Email Subject: [8-8433000008788] other in Chrome for Android

Category: other

Product: Chrome for Android

Cid: 8-8433000008788

With Chrome (45.0.2454.94), Chrome Beta (46.0.2490.34), or Chrome Dev (47.0.2507.0) on Android 5.1.1 (LMY48M) on a Nexus 7, visit https://www.earnbymicrosoft.com/ and sign in with a Microsoft account. Now sign out from the hamburger menu in the upper right. This will reference https://www.earnbymicrosoft.com/expirecookie?ct=99.99. It is this request and response that demonstrate the security vulnerability. No cookies are sent with this request though they are sent with the previous and following requests to the same host. More importantly, the Set-Cookie headers in the response to delete the auth cookies are not honored. The cookies are still sent on subsequent requests. The consequence of this is that the user is still signed in.

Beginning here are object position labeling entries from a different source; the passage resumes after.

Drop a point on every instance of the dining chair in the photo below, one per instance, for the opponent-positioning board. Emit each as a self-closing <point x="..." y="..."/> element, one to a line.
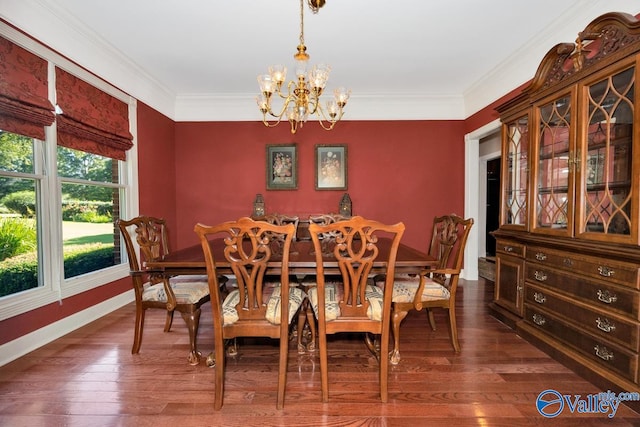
<point x="435" y="287"/>
<point x="254" y="308"/>
<point x="183" y="293"/>
<point x="350" y="302"/>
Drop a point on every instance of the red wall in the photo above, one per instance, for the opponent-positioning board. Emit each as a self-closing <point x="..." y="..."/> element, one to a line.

If you enable third party cookies, Chrome works.<br> <br> Safari on iOS9 with cookies configured for "Allow from Current Website Only" works. So does Safari on iOS 9.1 beta with the same setting.

Internet Explorer and Edge on Windows 10, both configured to block third party cookies, both work.

 

Comment 1 by f...@chromium.org, Oct 7 2015

Labels: -Restrict-View-SecurityTeam -Type-Bug-Security Restrict-View-ChromePrivacy Type-Bug Cr-Privacy Cr-Internals-Network-Cookies
I have tried to reproduce this but failed (Nexus 6, Chrome 45.0.2454.94):

1) Created a microsoft account
2) Clicked on "sign in" at https://www.earnbymicrosoft.com/
3) Signed in using microsoft site.
4) Clicked on "sign out" in the hamburger menu.
5) Went to https://www.earnbymicrosoft.com/ again. Observed that I need to sign in again.

Did I miss anything in the reproduction steps?

Comment 3 by rshu...@gmail.com, Oct 16 2015

Site is broken. I replied to email notification and received the following.  Please fix this and send me an email when complete.  We can continue discussion then.

From: codesite-noreply@google.com
Sent: Wednesday, October 7, 2015 10:46 PM
To: rshupak@gmail.com
Subject: Your message is not a reply to a notification email



The email message you sent to chromium@googlecode.com
was not processed because it was not a reply to a notification
email that we sent specifically to rshupak@gmail.com.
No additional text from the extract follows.